India has begun collecting proof from African countries like Nigeria, Ivory Coast and Ghana where fake Chinese drugs are reportedly being passed off with the "Made in India" tag, earning disrepute for its $10.7-billion pharma industry.
"We have already lodged a protest with the Chinese authorities - at the mission here and also through our embassy in Beijing," said a senior official in the commerce ministry, referring to the recent seizure of a similar consignment in Nigeria.

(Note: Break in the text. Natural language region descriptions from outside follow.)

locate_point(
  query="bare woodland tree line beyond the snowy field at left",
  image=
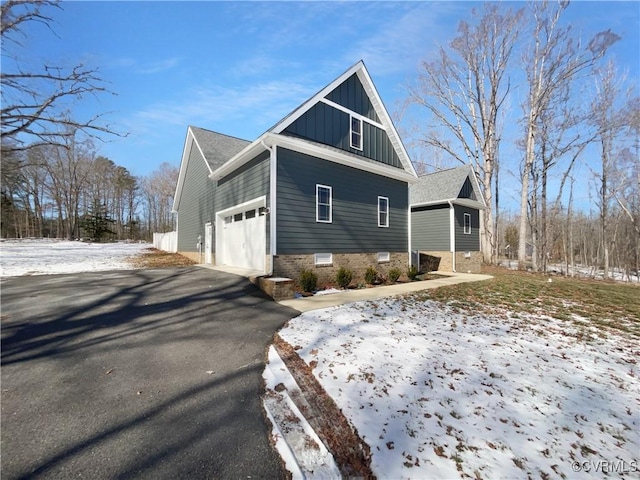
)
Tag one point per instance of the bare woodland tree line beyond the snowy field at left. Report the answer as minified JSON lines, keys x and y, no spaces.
{"x":70,"y":191}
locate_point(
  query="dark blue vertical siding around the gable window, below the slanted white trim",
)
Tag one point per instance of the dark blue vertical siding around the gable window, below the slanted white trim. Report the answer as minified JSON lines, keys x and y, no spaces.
{"x":330,"y":126}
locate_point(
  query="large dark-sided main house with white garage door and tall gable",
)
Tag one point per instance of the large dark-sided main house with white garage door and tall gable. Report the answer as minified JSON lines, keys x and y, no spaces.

"Now the process is on for collecting proof. We need to get hold of the actual fake drugs, find out how it is being peddled and, importantly, trace it to the factories in China where it is being manufactured," the official said, requesting anonymity.
"For this we need, and have also sought, the help of Chinese authorities."
Commerce ministry officials said there were reports earlier of fake drugs in some of the African countries being passed off as "Made in India" even though their origins could be traced to China.
"But we earlier thought these were very small in number being sold in places like small mobile-phone card kiosks. But we lodged our protest - protest, not as in a protest - but seeking help from Chinese authorities," said an official.
But after the confiscation of a large consignment of fake anti-malaria drugs in Nigeria that had a "Made in India" tag but was found to have been manufactured in China, the Indian mission in the African country alerted the commerce ministry.
"There is no reason for Nigeria to be the only country to be receiving such consignment," said the letter written by Indian High Commissioner to Nigeria Mahesh Kumar Sachdev.
The Organisation of Pharmaceutical Producers of India (OPPI), a representative body of the $10.7-billion pharmaceutical industry in the country, has been concerned about the issue of fake drugs and has strong guidelines for members.
"Counterfeit medicines represent an unacceptable risk to patient safety whilst at the same time jeopardizing the original manufacturer's image, reputation and, in extreme cases, their economic viability," the organisation said.